Двор городнического дома был обширен и поместителен; на нем сосредоточивались все условия жизни, а именно: отдельная кухня, прачечная, ледник, курник, коровник, конюшня, два сарая, колодезь и отдельное деревянное здание, очень невысокое, дозольно тесное, без окон, но с двумя дверками, повешенными на кожаных петлях.
Стопы свои направил Петр Авдеевич в конюшню; тут попался ему вчерашний знакомец кучер Елизаветы Парфеньевны.
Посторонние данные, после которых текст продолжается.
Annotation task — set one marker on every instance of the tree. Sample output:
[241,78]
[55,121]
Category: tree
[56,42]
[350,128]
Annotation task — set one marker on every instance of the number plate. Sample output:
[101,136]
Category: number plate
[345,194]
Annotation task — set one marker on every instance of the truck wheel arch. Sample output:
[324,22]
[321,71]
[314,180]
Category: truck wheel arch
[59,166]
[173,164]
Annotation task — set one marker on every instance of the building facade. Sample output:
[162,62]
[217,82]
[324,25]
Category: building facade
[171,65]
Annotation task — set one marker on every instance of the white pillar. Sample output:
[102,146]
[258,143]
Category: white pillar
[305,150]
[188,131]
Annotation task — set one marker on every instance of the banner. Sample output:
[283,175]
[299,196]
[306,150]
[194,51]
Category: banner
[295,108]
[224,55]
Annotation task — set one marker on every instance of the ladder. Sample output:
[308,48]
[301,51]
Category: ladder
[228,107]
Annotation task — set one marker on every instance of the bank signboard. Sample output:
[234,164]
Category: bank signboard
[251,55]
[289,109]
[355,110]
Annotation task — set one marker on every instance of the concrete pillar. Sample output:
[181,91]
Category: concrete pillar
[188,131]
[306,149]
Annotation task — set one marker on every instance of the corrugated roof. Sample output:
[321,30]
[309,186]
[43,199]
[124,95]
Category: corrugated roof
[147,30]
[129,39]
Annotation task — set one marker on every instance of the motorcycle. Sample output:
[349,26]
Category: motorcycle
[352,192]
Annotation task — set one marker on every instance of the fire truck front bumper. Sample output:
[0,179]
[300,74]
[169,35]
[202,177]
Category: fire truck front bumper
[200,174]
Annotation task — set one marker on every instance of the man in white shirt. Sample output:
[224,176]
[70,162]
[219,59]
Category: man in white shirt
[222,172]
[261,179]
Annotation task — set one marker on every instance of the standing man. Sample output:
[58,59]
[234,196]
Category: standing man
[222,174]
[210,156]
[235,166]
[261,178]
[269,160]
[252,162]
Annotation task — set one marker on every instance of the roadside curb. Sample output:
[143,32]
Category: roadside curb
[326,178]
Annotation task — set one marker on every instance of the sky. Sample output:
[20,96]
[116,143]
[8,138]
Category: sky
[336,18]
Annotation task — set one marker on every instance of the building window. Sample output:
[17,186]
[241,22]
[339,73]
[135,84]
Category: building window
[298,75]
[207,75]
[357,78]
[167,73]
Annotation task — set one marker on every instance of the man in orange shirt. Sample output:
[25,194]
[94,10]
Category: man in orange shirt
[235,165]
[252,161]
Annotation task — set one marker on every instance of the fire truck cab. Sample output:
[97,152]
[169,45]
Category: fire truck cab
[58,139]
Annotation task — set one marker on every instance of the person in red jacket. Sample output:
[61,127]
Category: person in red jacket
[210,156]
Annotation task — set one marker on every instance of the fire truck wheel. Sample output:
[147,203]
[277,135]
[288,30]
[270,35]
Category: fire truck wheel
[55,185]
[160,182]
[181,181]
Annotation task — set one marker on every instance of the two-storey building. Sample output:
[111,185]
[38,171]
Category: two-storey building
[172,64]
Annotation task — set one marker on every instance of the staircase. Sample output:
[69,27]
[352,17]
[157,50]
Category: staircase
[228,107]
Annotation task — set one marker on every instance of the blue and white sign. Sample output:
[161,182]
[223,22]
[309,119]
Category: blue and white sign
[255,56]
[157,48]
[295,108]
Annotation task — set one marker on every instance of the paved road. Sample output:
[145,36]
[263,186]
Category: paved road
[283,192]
Штаб-ротмистр
– Тимофей, батюшка, недомогает, – отвечал кучер.
– А что у него?
– Бока нешто побаливают.
– А не пьян? – спросил барин,
– Как можно, батюшка, да словом доложить вам то есть, будьте на евтот счет благонадежны.
– Отведи же ты меня к нему, может быть, кровь не мешало бы отворить, – проговорил штаб-ротмистр, собираясь выйти из конюшни; но идти далеко было не нужно: Тимошка отыскался в одном из пустых стойлов; прикрытое циновкою лицо Тимошки было так красно, а атмосфера, его окружавшая, так спиртуозна, что при одном взгляде на своего Тимошку сведущий в этом деле Петр Авдеевич мигом успокоился и, обратившись к провожавшему его кучеру в голубом кафтане, назвал его лгуном и мошенником.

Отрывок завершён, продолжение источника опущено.